The late, great entrepreneur Anita Roddick used to describe the corporate bosses dominate our lives as “dinosaurs in pinstripes’.
She coined the phrase accepting her first business award. There was a sharp intake of breath and suddenly there was Robert Maxwell, of all people, storming out in protest.
She developed the idea later. The corporations were entities, with all the rights of human beings, but which could show no emotions apart from greed and fear. They were able to make a hefty meal of their own tails.
It was an idea that was taken up shortly afterwards by the new economics pioneer David Korten, when he called his book When Corporations Ruled the World.
One of the least human aspects of these corporate monsters is their complete lack of history. You and I have histories, or at least narratives we use to make sense of the things that have happened to us.
Not so the corporations. There are obscure tomes of corporate history which only academics read, and there are cursory notes – written by marketing departments – that appear on websites. Otherwise that’s it.
We live in an age where the PLC is almost the proudest institution on earth. But actually, seen through an historical perspective, they are flimsy, fragile, insubstantial things, which flower briefly and then disintegrate into their constituent bits – a few brands there, a vice-president here, an office block again there. More like multinational mayflies than megacorps.
Yet because there are no histories of these corporations, no back stories, no roots – we let them control our lives with stories about them conjured out of the air by whatever director of marketing they last employed.

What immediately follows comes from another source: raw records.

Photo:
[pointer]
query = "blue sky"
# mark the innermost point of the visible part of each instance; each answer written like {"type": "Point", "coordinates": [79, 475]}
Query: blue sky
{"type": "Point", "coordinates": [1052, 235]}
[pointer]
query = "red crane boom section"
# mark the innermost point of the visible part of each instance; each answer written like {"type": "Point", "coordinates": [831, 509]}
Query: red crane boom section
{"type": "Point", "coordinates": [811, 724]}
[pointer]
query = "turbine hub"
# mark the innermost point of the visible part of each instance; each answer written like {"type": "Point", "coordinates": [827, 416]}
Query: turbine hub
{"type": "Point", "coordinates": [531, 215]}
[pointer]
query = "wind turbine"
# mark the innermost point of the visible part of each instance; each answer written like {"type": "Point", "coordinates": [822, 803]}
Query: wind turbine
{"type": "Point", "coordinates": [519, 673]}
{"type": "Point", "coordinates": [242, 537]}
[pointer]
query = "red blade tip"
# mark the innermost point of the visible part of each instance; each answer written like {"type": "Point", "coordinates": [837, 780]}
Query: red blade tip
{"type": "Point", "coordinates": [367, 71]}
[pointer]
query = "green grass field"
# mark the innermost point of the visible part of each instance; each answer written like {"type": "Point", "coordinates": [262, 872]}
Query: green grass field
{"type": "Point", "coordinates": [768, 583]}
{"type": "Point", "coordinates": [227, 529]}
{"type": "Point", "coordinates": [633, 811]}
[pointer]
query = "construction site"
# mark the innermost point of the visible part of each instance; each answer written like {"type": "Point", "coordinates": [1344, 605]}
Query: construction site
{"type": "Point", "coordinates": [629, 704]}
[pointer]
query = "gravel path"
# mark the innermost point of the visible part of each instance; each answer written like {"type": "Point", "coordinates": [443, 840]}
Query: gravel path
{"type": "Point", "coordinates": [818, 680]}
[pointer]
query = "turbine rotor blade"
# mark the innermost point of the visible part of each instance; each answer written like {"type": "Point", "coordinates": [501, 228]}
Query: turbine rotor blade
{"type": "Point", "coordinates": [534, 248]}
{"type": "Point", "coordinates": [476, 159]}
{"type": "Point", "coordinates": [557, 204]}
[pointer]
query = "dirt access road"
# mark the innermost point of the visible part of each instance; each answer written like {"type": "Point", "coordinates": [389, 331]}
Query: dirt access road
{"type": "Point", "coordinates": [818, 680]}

That is why my colleague Andrew Simms and I set out to do something about it. It occurred to us that what the big brands needed was a dose of what Lytton Strachey did for his Eminent Victorians – an experimental new kind of mini-biography.
Like the Victorian giants, we have an absolute avalanche of information about the corporations that dominate our lives – rather as Strachey and his Edwardian friends did about the giants of the Victorian age – but very little actual knowledge.
The antidote to this is our new book Eminent Corporations, published this week by Constable & Robinson. There are eight stories in it – from the deep past (the East India Company), through to the tragic failures of big visions (M&S and Cadburys), and to outrageous chutzpah (BP). There are a couple of moral crusades which became multinational monsters of greed (Barclays). Even the BBC has a place.
Once you put flesh on these flimsy things, and find the humanity behind their stories – find there were in fact stories there in the first place which explains a little of who and what they are – then everything seems different.
My name is Ozymandius plc. Look on my works ye mighty and despair.